Department of Occupational and Environmental Health, School of Public Health and Management, Chongqing Medical University, Chongqing, 400016, People's Republic of China.
Center of Experimental Teaching for Public Health, Experimental Teaching and Management Center, Chongqing Medical University, Chongqing, 400016, People's Republic of China.
Arch Toxicol. 2020 Apr;94(4):1173-1190. doi: 10.1007/s00204-020-02698-2. Epub 2020 Mar 11.
Titanium dioxide nanoparticles (TiONPs) have been widely used as food additives in daily life. However, the impact of oral intake of TiONPs on the nervous system is largely unknown. In this study, 7-week-old mice were treated with either vehicle or TiONPs suspension solution at 150 mg/kg by intragastric administration for 30 days. Our results demonstrated that oral exposure to TiONPs resulted in aberrant excitement of enteric neurons, although unapparent pathological changes were observed in gut. We also found the richness and evenness of gut microbiota were remarkably decreased and the gut microbial community compositions were significantly changed in the TiONP-treated group as compared with vehicle controls. Interestingly, oral exposure to TiONPs was capable to induce the inhibitory effects on locomotor activity, but it did not lead to significant change on the spatial learning and memory ability.
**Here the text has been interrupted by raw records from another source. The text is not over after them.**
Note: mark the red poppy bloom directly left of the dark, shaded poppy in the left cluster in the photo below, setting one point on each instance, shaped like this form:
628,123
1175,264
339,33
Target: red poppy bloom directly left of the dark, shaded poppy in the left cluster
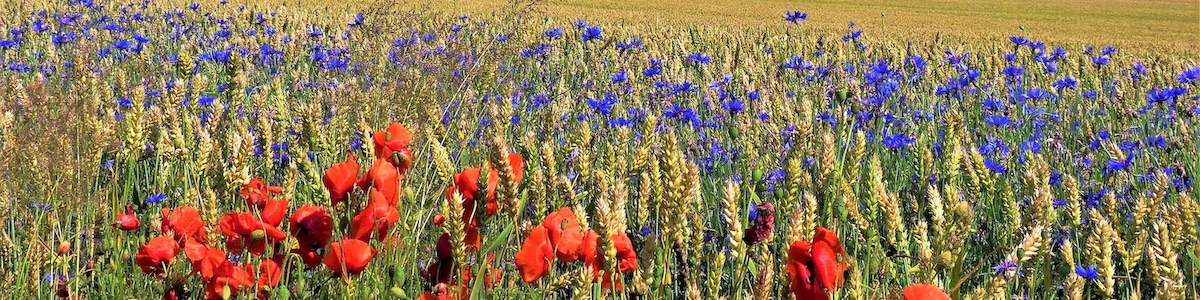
244,230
We further revealed the mechanism that TiONPs could specifically cause locomotor dysfunction by elevating the excitement of enteric neuron, which might spread to brain via gut-brain communication by vagal pathway. However, inflammation response, enteric neurotransmitter 5-HT and major gut peptides might not be involved in this pathological process. Together, these findings provide valuable insights into the novel mechanism of TiONP-induced neurotoxicity. Understanding the microbiota-gut-brain axis will provide the foundation for potential therapeutic or prevention approaches against TiONP-induced gut and brain-related disorders.
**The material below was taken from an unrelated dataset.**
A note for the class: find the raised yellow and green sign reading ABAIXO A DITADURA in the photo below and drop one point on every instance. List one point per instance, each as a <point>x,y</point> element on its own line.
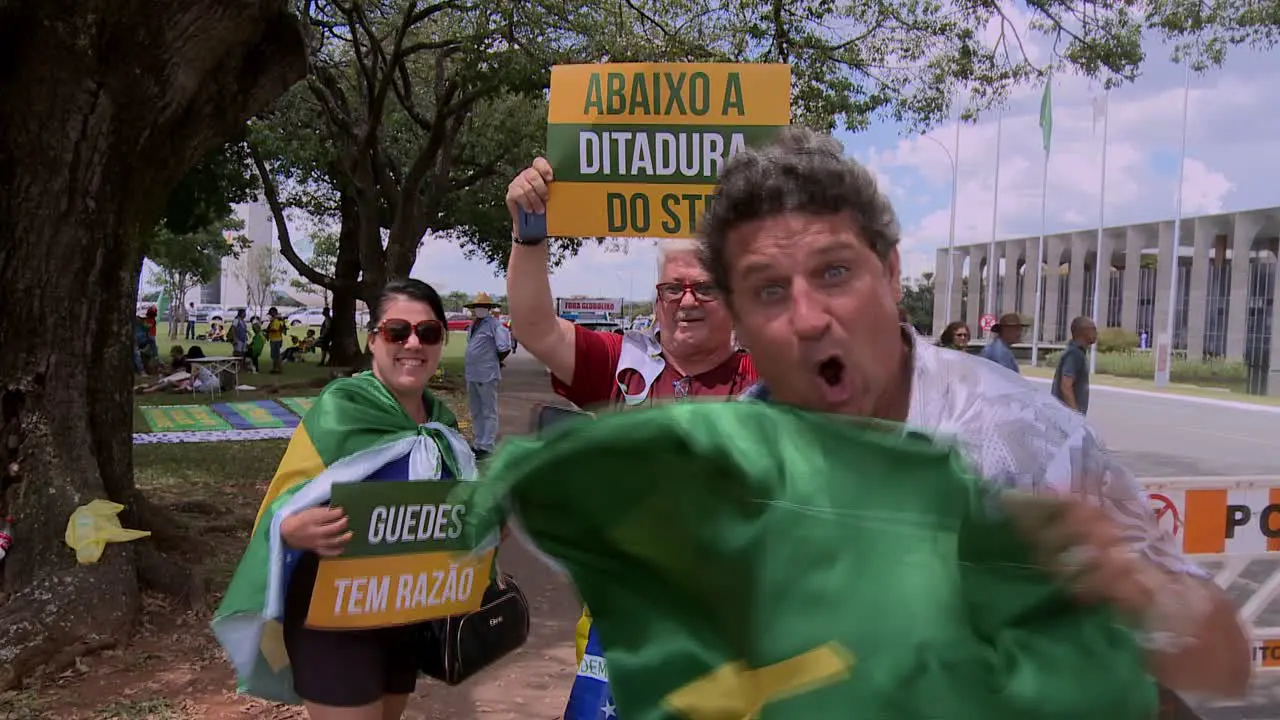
<point>638,149</point>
二氧化钛纳米颗粒(TiONPs)已广泛用作日常生活中的食品添加剂。然而,口服 TiONPs 对神经系统的影响在很大程度上尚不清楚。在这项研究中,7 周龄的小鼠通过灌胃接受 150mg/kg 的载体或 TiONPs 混悬液处理 30 天。我们的结果表明,口服暴露于 TiONPs 导致肠神经元异常兴奋,尽管肠道未观察到明显的病理变化。我们还发现,与对照组相比,TiONP 处理组的肠道微生物丰富度和均匀度显著降低,肠道微生物群落组成明显改变。有趣的是,口服暴露于 TiONPs 能够诱导运动活动的抑制作用,但不会导致空间学习和记忆能力的显著变化。我们进一步揭示了 TiONPs 通过提高肠神经元的兴奋来特异性引起运动功能障碍的机制,这可能通过迷走神经途径的肠-脑通讯传播到大脑。然而,炎症反应、肠神经递质 5-HT 和主要肠道肽可能不参与这一病理过程。总之,这些发现为 TiONP 诱导的神经毒性的新机制提供了有价值的见解。理解微生物群-肠-脑轴将为针对 TiONP 诱导的肠道和大脑相关疾病的潜在治疗或预防方法提供基础。